We were talking here recently about the recording by Brewer & Shipley called "One Toke Over the Line" and how, amazingly, Lawrence Welk had a clean-cut, well-scrubbed couple sing it on one of his shows. No one — not the orchestra, not the other performers, not the crew, not anyone on the production staff — said, "Uh, Mr. Welk…you do know that this is not a song about Jesus, right? It's a song about marijuana."
Or maybe someone did and he didn't care. Or didn't think his audience would. Or something.
Apropos of all this, my longtime pal Joe Brancatelli sent me this note…
So this would have been 1988, the weekend my wife (who flew in from Honolulu) and me (I flew in from New York) met in San Francisco and decided to get married.
We're walking down Richmond Avenue and come across a little music club with a sign in the window: Tonight Only! Maria Muldaur and Brewer and Shipley. How could you not, right?
Brewer and Shipley is the opening act. it's years since "One Toke was a hit." Of course, and they felt compelled to explain to the audience who they were. "We were on The Ed Sullivan Show, you know," Brewer explained. "He booked us as a gospel act. We even met him backstage and he encouraged us to play our Jesus song, said he was looking forward to hearing it."
"We were puzzled," Shipley chimed in. "And nervous because we didn't want to upset him. So we found someone backstage and asked what Ed might be talking about."

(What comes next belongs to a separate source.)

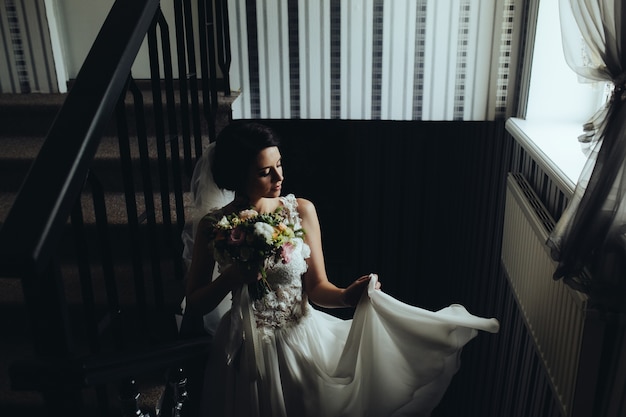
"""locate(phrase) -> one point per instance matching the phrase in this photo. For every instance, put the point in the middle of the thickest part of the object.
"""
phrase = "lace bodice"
(286, 304)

You know, the guy said. Play your big hit about Jesus.
Again. We were confused.
"Then," Brewer adds, "we figured it out. We were booked as a religious act because Ed only knew the first line of our song: 'One Toke over the line, Sweet Jesus, one toke over the line…'"
The crowd roared.
You know, my first thought upon reading Joe's e-mail was along the lines of "I'm not sure I buy this." I mean, I'm sure he's accurately reporting what was said from the stage by Mr. Brewer but it's hard to believe that even if Ed thought that, he had a pretty efficient staff and network censors. It's hard to believe that someone on the crew or in the orchestra or from the network or in Ed's employ, didn't say, "Uh, Mr. Sullivan, you do know what a 'toke' is, don't you?"
That was my first thought but my second was this: You wouldn't think that could happen on The Lawrence Welk Show either but we have video proof that it did. So I'm withdrawing my skepticism on this.